Molti ancora oggi si proclamano gaberiani, e forse anche tra loro c’è qualche “pollo di allevamento”, che si professa tale più per “frustrazione” che “per scelta”, quasi per necessità. Ma quando il Signor G si esibiva, era una corsa al ripudio dell’intellettuale fastidioso: odiato a destra e mal sopportato a sinistra, tanto da essere ben presto etichettato come “leghista estetico”, come un qualunquista, populista, antesignano dell’antipolitica, anarchico senza “casa”, o meglio “anarcoide”. La politica era per lui un concetto molto diverso da quello incarnato dalla “democrazia partecipata”. Era “appartenenza” come nel legame sincronico di una vita in due.

Non “amor di patria” patinato.

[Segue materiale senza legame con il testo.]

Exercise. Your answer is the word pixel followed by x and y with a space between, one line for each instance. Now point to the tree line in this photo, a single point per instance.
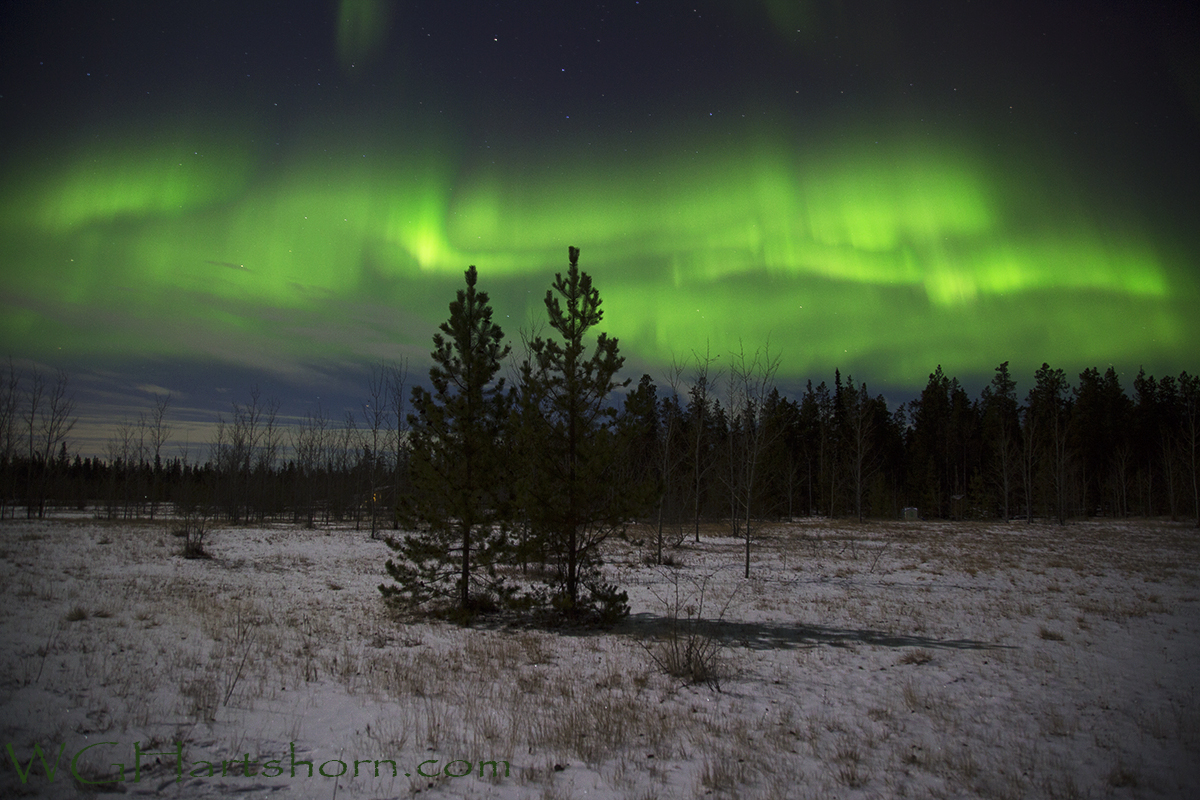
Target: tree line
pixel 540 473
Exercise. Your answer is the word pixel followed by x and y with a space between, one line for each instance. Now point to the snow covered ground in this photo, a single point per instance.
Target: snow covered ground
pixel 923 660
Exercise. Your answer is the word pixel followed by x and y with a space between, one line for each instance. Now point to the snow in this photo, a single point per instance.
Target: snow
pixel 947 660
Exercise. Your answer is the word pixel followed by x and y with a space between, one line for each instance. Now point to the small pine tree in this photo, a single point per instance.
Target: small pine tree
pixel 456 507
pixel 576 500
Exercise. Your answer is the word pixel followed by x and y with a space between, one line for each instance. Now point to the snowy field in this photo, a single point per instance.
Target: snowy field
pixel 922 660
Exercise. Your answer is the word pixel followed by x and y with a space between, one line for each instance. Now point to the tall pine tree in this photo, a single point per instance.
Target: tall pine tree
pixel 455 510
pixel 576 500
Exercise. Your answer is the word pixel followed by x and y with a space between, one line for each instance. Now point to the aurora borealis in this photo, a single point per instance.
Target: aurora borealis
pixel 295 190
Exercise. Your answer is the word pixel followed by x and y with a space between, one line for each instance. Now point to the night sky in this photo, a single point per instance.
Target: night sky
pixel 201 197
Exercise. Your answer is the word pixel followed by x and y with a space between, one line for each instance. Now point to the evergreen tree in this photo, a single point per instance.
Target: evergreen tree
pixel 574 505
pixel 1001 428
pixel 456 504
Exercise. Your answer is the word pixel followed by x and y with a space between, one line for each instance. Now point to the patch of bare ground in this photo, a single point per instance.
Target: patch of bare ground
pixel 983 660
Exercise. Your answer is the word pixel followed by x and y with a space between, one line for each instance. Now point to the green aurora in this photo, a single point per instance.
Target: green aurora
pixel 885 258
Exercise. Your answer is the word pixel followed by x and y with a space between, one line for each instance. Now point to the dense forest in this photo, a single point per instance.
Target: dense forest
pixel 713 439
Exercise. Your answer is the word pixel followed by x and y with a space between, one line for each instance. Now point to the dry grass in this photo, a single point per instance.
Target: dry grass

Gaber fls_blobs.asp4-2era anzi anti-patriota (nella stessa incidenza significativa del termine nell’idea di un altro personaggio non allineato come don Milani) ed anti-sistema, ma militante degli ideali e della libertà. Quella vera e non praticata solo a parole. La stessa che gli ha permesso di “tollerare” una moglie approdata nel giro berlusconiano di Forza Italia e che avrebbe affossato il matrimonio di qualsiasi altro individuo.

Mancano la sua sagacia, quello sguardo introspettivo che ha scardinato certezze militanti, l’ironia pungente di “Mi fa male il mondo”; mancano la sapienza di smascherare la consuetudine di “far finta di essere sani”, il potere ipocrita dei falsi buoni, l’equidistanza interessata del conformista; manca la sua franca ammissione di una generazione, la propria, sconfitta dalla storia.

Ed è un po’ come fare i conti con l’illogica allegria di non avere più tra i propri compagni di viaggio l’emblema di una razza in estinzione. Quella che sognava di essere come più di se stessa, per cambiare davvero le cose e la vita. Prima che ogni sogno si rattrappisse.